Para peneliti menemukan bahwa mereka yang berada di 5% tempat terpanas di negara bagian itu pada minggu sebelum kelahiran memiliki risiko 16% lebih tinggi untuk kelahiran prematur. Sebelumnya, sebuah penelitian juga menemukan efek serupa di kota sub-tropis Brisbane yang lebih hangat.
“Risiko kelahiran prematur sangat mungkin meningkat dengan proyeksi kenaikan suhu global dan frekuensi gelombang panas. Ini merupakan masalah serius,” kata Edward Jegasothy di University of Sidney, yang memimpin penelitian tersebut.
Studi kedua menganalisis 200.000 kelahiran pada periode 2007-2011 di Harris County, Texas; termasuk kota Houston yang terbiasa dengan suhu panas. Sebagai catatan, negara bagian ini mengalami musim panas terpanas pada 2011.
Seperempat ibu terpapar setidaknya satu hari bersuhu sangat panas selama masa kehamilan. Para peneliti menyimpulkan, risiko kelahiran premature 15% lebih tinggi setelah ibu melalui suhu yang sangat panas ini. Namun risikonya bahkan lebih tinggi untuk kelahiran dini, yakni tiga kali lipat untuk bayi yang lahir sebelum berusia 28 minggu, dan juga lebih tinggi untuk 20% ibu yang paling tidak beruntung.
Analisis lainnya juga menemukan suhu yang lebih panas meningkatkan rawat inap anak-anak di New York City. Para ilmuwan mengamati 2.5 juta kasus rawat inap selama delapan tahun terakhir dan menemukan kenaikan suhu maksimum 7C menyebabkan peningkatan 2.4% dalam perawatan anak-anak di bawah lima tahun.
Menurut peneliti, hal ini terjadi lantaran anak-anak kecil kehilangan lebih banyak cairan secara proporsional ketimbang orang dewasa.
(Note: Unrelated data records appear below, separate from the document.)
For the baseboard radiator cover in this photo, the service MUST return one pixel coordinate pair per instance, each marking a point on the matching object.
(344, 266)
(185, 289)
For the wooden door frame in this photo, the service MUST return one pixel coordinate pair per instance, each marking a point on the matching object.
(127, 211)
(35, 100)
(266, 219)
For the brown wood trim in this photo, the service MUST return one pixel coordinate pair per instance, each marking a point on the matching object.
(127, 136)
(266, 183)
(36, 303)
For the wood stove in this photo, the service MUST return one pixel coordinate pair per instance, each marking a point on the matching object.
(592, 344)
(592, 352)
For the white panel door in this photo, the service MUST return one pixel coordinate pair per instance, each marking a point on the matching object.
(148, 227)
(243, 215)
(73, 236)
Kemampuan mereka untuk mengatur suhu tubuh juga belum matang.
Pembakaran bahan bakar fosil mendorong krisis iklim serta menyebabkan polusi udara. Sebuah studi baru di Denmark menilai dampak udara kotor pada 10.000 pasangan yang mencoba memiliki anak secara alami. Ditemukan bahwa peningkatan polusi partikel beberapa unit selama siklus menstruasi menyebabkan penurunan konsepsi sekitar 8%.
Studi terbaru lainnya di Cina juga menemukan bahwa polusi udara secara signifikan meningkatkan risiko kemandulan. Namun tingkat polusi rata-rata lebih dari lima kali lebih tinggi dibandingkan dengan studi di Denmark.